#!/usr/bin/env python3
#
# Copyright (c)  2023 by manyeyes

"""
This file demonstrates how to use sherpa-onnx Python API to transcribe
file(s) with a non-streaming model.

(1) For paraformer
    ./python-api-examples/offline-decode-files.py  \
      --tokens=/path/to/tokens.txt \
      --paraformer=/path/to/paraformer.onnx \
      --num-threads=2 \
      --decoding-method=greedy_search \
      --debug=false \
      --sample-rate=16000 \
      --feature-dim=80 \
      /path/to/0.wav \
      /path/to/1.wav

(2) For transducer models from icefall
    ./python-api-examples/offline-decode-files.py  \
      --tokens=/path/to/tokens.txt \
      --encoder=/path/to/encoder.onnx \
      --decoder=/path/to/decoder.onnx \
      --joiner=/path/to/joiner.onnx \
      --num-threads=2 \
      --decoding-method=greedy_search \
      --debug=false \
      --sample-rate=16000 \
      --feature-dim=80 \
      /path/to/0.wav \
      /path/to/1.wav

(3) For CTC models from NeMo

Please refer to
https://k2-fsa.github.io/sherpa/onnx/index.html
to install sherpa-onnx and to download the pre-trained models
used in this file.
"""
import argparse
import time
import wave
from pathlib import Path
from typing import List, Tuple

import numpy as np
import sentencepiece as spm
import sherpa_onnx


def get_args():
    parser = argparse.ArgumentParser(
        formatter_class=argparse.ArgumentDefaultsHelpFormatter
    )

    parser.add_argument(
        "--tokens",
        type=str,
        help="Path to tokens.txt",
    )

    parser.add_argument(
        "--bpe-model",
        type=str,
        default="",
        help="""
        Path to bpe.model,
        Used only when --decoding-method=modified_beam_search
        """,
    )

    parser.add_argument(
        "--modeling-unit",
        type=str,
        default="char",
        help="""
        The type of modeling unit.
        Valid values are bpe, bpe+char, char.
        Note: the char here means characters in CJK languages.
        """,
    )

    parser.add_argument(
        "--contexts",
        type=str,
        default="",
        help="""
        The context list, it is a string containing some words/phrases separated
        with /, for example, 'HELLO WORLD/I LOVE YOU/GO AWAY".
        """,
    )

    parser.add_argument(
        "--context-score",
        type=float,
        default=1.5,
        help="""
        The context score of each token for biasing word/phrase.
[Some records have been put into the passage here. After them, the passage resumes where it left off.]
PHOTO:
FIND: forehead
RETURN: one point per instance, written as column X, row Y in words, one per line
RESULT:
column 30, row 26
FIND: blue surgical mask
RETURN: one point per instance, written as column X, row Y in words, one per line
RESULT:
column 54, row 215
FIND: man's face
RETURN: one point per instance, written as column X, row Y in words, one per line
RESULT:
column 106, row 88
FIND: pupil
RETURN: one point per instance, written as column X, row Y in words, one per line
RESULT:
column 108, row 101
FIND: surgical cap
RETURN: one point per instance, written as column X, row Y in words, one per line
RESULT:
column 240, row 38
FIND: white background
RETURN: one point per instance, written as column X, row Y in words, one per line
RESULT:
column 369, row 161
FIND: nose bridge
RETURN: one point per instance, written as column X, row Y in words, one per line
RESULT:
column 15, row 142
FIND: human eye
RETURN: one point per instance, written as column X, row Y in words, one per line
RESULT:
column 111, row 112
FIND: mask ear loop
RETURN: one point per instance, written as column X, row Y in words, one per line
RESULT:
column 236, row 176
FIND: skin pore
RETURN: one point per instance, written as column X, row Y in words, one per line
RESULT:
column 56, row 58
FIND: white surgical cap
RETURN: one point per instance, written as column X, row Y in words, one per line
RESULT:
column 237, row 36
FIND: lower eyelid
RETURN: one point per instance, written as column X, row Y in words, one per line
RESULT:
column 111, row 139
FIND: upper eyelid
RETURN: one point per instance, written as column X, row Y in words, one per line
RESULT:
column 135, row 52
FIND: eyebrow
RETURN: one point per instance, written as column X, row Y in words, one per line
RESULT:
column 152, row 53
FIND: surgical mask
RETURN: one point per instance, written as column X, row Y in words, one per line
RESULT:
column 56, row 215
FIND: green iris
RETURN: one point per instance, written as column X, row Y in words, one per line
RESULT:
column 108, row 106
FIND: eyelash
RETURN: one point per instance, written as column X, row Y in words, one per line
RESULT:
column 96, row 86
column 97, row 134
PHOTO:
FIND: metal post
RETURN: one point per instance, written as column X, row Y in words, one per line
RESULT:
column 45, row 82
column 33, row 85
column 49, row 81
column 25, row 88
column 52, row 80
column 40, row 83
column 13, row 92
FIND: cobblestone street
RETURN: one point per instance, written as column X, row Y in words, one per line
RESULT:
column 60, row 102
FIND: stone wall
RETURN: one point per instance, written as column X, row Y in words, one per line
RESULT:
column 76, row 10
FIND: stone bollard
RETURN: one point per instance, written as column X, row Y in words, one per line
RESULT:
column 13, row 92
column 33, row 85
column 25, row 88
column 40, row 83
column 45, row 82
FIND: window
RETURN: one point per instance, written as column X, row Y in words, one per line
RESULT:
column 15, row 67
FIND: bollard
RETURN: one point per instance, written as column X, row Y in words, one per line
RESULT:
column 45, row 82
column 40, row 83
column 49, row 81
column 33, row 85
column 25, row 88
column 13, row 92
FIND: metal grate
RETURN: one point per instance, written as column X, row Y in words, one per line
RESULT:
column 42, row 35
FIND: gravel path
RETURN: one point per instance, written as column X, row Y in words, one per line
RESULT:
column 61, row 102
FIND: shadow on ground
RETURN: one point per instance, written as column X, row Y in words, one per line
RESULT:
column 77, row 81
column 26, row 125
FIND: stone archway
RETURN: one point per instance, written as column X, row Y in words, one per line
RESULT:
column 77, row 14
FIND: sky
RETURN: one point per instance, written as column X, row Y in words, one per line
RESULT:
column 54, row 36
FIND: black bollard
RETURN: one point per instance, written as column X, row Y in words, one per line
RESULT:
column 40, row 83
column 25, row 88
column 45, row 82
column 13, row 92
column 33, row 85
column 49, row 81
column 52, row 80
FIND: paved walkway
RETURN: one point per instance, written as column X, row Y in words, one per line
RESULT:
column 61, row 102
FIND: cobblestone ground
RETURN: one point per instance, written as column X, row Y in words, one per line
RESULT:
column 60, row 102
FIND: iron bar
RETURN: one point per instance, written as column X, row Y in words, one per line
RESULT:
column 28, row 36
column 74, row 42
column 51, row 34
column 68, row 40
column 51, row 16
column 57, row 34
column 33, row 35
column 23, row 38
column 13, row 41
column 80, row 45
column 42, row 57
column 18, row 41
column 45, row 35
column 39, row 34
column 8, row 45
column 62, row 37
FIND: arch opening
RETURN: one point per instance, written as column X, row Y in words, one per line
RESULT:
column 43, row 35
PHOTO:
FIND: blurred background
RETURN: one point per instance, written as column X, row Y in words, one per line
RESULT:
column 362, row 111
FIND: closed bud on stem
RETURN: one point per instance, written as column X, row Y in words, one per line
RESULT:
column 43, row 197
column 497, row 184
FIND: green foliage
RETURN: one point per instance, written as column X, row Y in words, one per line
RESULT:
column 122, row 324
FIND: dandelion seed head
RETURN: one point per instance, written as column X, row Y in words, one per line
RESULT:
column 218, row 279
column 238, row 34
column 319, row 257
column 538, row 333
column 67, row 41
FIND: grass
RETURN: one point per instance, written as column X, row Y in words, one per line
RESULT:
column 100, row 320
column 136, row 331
Used only if
        --contexts is given.
        """,
    )

    parser.add_argument(
        "--encoder",
        default="",
        type=str,
        help="Path to the encoder model",
    )

    parser.add_argument(
        "--decoder",
        default="",
        type=str,
        help="Path to the decoder model",
    )

    parser.add_argument(
        "--joiner",
        default="",
        type=str,
        help="Path to the joiner model",
    )

    parser.add_argument(
        "--paraformer",
        default="",
        type=str,
        help="Path to the model.onnx from Paraformer",
    )

    parser.add_argument(
        "--nemo-ctc",
        default="",
        type=str,
        help="Path to the model.onnx from NeMo CTC",
    )

    parser.add_argument(
        "--num-threads",
        type=int,
        default=1,
        help="Number of threads for neural network computation",
    )

    parser.add_argument(
        "--decoding-method",
        type=str,
        default="greedy_search",
        help="Valid values are greedy_search and modified_beam_search",
    )
    parser.add_argument(
        "--debug",
        type=bool,
        default=False,
        help="True to show debug messages",
    )

    parser.add_argument(
        "--sample-rate",
        type=int,
        default=16000,
        help="""Sample rate of the feature extractor. Must match the one
        expected  by the model. Note: The input sound files can have a
        different sample rate from this argument.""",
    )

    parser.add_argument(
        "--feature-dim",
        type=int,
        default=80,
        help="Feature dimension. Must match the one expected by the model",
    )

    parser.add_argument(
        "sound_files",
        type=str,
        nargs="+",
        help="The input sound file(s) to decode. Each file must be of WAVE"
        "format with a single channel, and each sample has 16-bit, "
        "i.e., int16_t. "
        "The sample rate of the file can be arbitrary and does not need to "
        "be 16 kHz",
    )

    return parser.parse_args()


def assert_file_exists(filename: str):
    assert Path(filename).is_file(), (
        f"{filename} does not exist!\n"
        "Please refer to "
        "https://k2-fsa.github.io/sherpa/onnx/pretrained_models/index.html to download it"
    )


def encode_contexts(args, contexts: List[str]) -> List[List[int]]:
    sp = None
    if "bpe" in args.modeling_unit:
        assert_file_exists(args.bpe_model)
        sp = spm.SentencePieceProcessor()
        sp.load(args.bpe_model)
    tokens = {}
    with open(args.tokens, "r", encoding="utf-8") as f:
        for line in f:
            toks = line.strip().split()
            assert len(toks) == 2, len(toks)
            assert toks[0] not in tokens, f"Duplicate token: {toks} "
            tokens[toks[0]] = int(toks[1])
    return sherpa_onnx.encode_contexts(
        modeling_unit=args.modeling_unit, contexts=contexts, sp=sp, tokens_table=tokens
    )


def read_wave(wave_filename: str) -> Tuple[np.ndarray, int]:
    """
    Args:
      wave_filename:
        Path to a wave file. It should be single channel and each sample should
        be 16-bit. Its sample rate does not need to be 16kHz.
    Returns:
      Return a tuple containing:
       - A 1-D array of dtype np.float32 containing the samples, which are
       normalized to the range [-1, 1].
       - sample rate of the wave file
    """

    with wave.open(wave_filename) as f:
        assert f.getnchannels() == 1, f.getnchannels()
        assert f.getsampwidth() == 2, f.getsampwidth()  # it is in bytes
        num_samples = f.getnframes()
        samples = f.readframes(num_samples)
        samples_int16 = np.frombuffer(samples, dtype=np.int16)
        samples_float32 = samples_int16.astype(np.float32)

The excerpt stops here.